Apache Tomcat is an open-source implementation of the Java Servlet, JavaServer Pages, Java Expression Language and WebSocket technologies.

ldproxy is an implementation of the OGC API family of specifications, inspired on the W3C/OGC Spatial Data on the Web Best Practices. ldproxy is developed by interactive instruments GmbH, written in Java (Source Code) and is typically deployed using docker (DockerHub). The software originally started in 2015 as a Web API for feature data based on WFS 2.0 capabilities. In addition to the JSON/XML encodings, an emphasis is placed on an intuitive HTML representation.

The current version supports WFS 2.0 instances as well as PostgreSQL/PostGIS databases as backends. It implements all conformance classes and recommendations of "OGC API - Features - Part 1: Core" and "OGC API - Features- Part 2: Coordinate Reference Systems By Reference", as well as other draft extensions (including Part 3 and Part 4). ldproxy also has draft implementations for additional resource types (Tiles, Styles).

The CubeWerx server ("cubeserv") is implemented in C and currently implements the following OGC specifications:

The cubeserv executable supports a wide variety of back ends including Oracle, MariaDB, SHAPE files, etc. It also supports a wide array of service-dependent output formats (e.g. GML, GeoJSON, Mapbox Vector Tiles, MapMP, etc.) and coordinate reference systems.

The MiraMon Map Server is a CGI application encoded in C language that is part of the MiraMon Geographic Information System (GIS) & Remote Sensing (RS) suite. The software originally started 10 years ago as a WMS server in support of the Catalan Administration and CREAF data services. Currently the server implements WMS, WMTS and partially implements WFS and WCS. It also partially implements the OGC Sensor Observation Service (SOS) standard. It also includes prototype support for the draft OGC API - Maps and OGC API - Tiles specifications. In order to perform efficiently, it requires a process preparing the data to be offered. The server can interoperate with other vendors' clients. When combined with the MiraMon Map Client, the server offers additional functionality, including functionality recently developed for the Catalan Data Cube. The MiraMon Map Client is built using client-side JavaScript and can therefore run on any web browser.

The GNOSIS Map Server is written in the eC programming language and supports multiple OGC API specifications. GNOSIS Map Server supports multiple encodings including GNOSIS Map Tiles (which can contain either vector data, gridded coverages, imagery, point clouds or 3D meshes), Mapbox Vector Tiles, GeoJSON, GeoECON, GML and MapML. An experimental server is available online at https://maps.ecere.com/ogcapi and has been used in multiple OGC Innovation Program initiatives.

The National Weather Service deployed an instance of the OGC API - Environmental Data Retrieval candidate standard.

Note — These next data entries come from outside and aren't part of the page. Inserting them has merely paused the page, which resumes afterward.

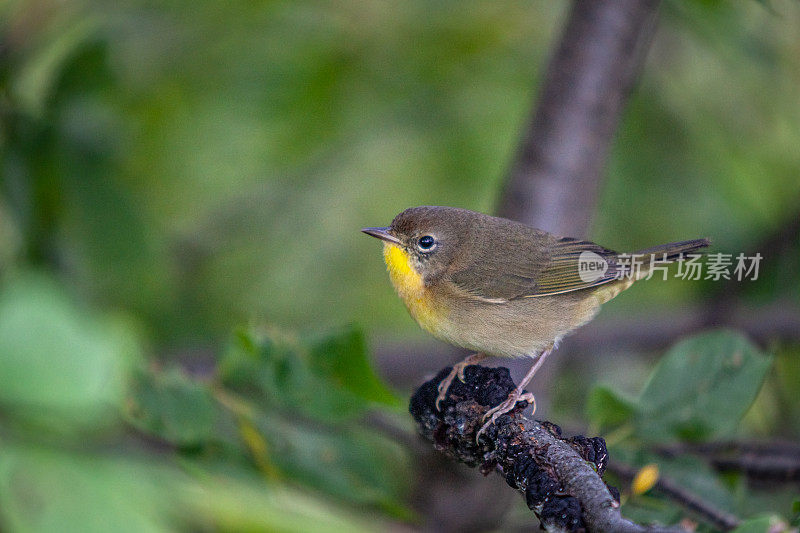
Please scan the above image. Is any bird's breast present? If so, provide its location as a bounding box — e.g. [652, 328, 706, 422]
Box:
[383, 242, 445, 334]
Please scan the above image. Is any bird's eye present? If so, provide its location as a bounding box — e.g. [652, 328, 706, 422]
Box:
[417, 235, 436, 251]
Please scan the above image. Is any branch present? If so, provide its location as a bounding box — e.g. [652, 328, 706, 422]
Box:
[499, 0, 659, 237]
[609, 461, 740, 531]
[409, 366, 683, 533]
[656, 441, 800, 484]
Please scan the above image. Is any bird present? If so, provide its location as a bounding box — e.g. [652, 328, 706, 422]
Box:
[361, 206, 710, 439]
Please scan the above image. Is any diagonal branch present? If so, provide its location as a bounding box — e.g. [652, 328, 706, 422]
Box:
[409, 366, 683, 533]
[498, 0, 659, 237]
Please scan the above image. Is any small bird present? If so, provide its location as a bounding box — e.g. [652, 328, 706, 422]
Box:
[361, 206, 709, 438]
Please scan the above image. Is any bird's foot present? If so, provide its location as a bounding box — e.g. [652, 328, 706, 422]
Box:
[435, 353, 486, 411]
[475, 389, 536, 442]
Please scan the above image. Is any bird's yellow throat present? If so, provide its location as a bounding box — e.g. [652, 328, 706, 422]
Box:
[383, 242, 442, 332]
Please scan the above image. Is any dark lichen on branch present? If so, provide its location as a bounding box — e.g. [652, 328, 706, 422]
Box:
[409, 365, 680, 532]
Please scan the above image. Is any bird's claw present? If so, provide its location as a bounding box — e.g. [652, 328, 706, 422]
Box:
[434, 370, 456, 411]
[475, 389, 536, 442]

The implementation offers the following types of data products: MEteorological Terminal Aviation Routine Weather Report (METAR), Terminal Aerodrome Forecast (TAF), Global Forecast System(GFS), North American Mesoscale model (NAM), National Digital Forecast Database (NDFD), Canadian Global Deterministic Prediction System (GDPS), French Action de Recherche Petite Echelle Grande Echelle (ARPEGE), and NASA monthly precipitation and hourly data (originally in HDF5 format).

The implementation is able to ingest GRIB and HDF5 data as well as text products and data from Thredds. The implementation also contains schema support for the following output formats: CoverageJSON, GRIB, and IWXXM, with additional support added during this sprint to add support for NetCDF. In the future, work will be done to support HDF5 as an output format, but NetCDF was decided on to implement first.

Finally, the implementation supports the sampling geometry types of Position, Area, and Cube with additional support added during this sprint for Trajectory.